I’m a tester, I can’t waste time doing testing activities?

I was involved in a discussion one day about the regression testing activities and more implicitly, the post execution activities. Someone was making a point that validating the results and outcomes of the Tests was ‘taking too much my time’.
This point intrigued me and my initial thoughts were ‘ok, so what did these validations prevent you from doing that was more important, than a key aspect of your actual job?’ I simply don’t get this.
As a tester, you have many aspects to your job but the general thesis is this, you create and execute Test Cases (be it exploratory or scripted checks) with the intention of finding out information to provide feedback on the health of a project. As part of this execution, there is an inevitable ‘wash up’ activity that involves verifying the results. That is, to say, did the outcomes match what was expected or is there a potential issue? There is no way around this, the results need to be verified (do you ever hear TV talent shows say before a result is announced, ‘the results have been counted but we don’t need to VERIFY them’ – NO).
If you don’t verify the results, how can you:-

• Provide meaningful information?
• Find out if there is a problem?
• Carry out further testing?
• Improve your testing?

How you do this verification is a different discussion.
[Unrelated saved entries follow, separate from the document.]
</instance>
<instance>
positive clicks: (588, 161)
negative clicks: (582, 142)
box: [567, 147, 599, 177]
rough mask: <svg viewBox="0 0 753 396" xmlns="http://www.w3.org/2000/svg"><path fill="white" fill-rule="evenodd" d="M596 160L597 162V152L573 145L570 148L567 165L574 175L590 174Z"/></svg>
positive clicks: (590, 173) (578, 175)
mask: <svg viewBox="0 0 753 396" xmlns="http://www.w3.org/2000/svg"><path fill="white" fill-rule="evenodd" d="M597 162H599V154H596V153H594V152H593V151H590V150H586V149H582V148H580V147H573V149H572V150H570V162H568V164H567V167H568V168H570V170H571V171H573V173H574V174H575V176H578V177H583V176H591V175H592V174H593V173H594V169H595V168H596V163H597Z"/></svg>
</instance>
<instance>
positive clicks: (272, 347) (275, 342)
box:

If it is manual, it will take longer than if you have automation that can spit out results and potentially examine them as well.
It is my belief that automation has been the best and the worst thing that has happened to testing in the past number of years. It has helped improve monotonous checking, increase the speed of provision of information through quicker execution and when used properly, extremely powerful to various areas of testing such as reporting and data entry. However, I believe automation has made testers and testing LAZY. Some Testers (as well as Managers) now see automation = testing and anything that cannot be automated is not worth testing. Further to that, some testers are seeing executing automated Tests as their entire testing activities…period. In other words, the automation runs when it is finished, I am done and nothing else is required. This is equivalent to saying it NEEDS to provide Passes and the Green bar so as to not mean I spend time verifying the results.
This mindset is damaging to the core aspects of testing and actually quite insulting to the good intentions of the keepers of the testing industry.
All Testers want to be providing value, being involved in the creation of the next big Testing thing, creating solutions. However, all Testers need to be true to the core aspects of their job; the creation of Test Cases, Test Case execution and Test Case execution FOLLOW UP.
There are no workarounds here, no quick fixes, its simply part of ‘doing your job’. If you are a tester who doesn’t believe in these facets of your job, my advice is quite simple ‘Testing is a waste of your time, time for a career move’.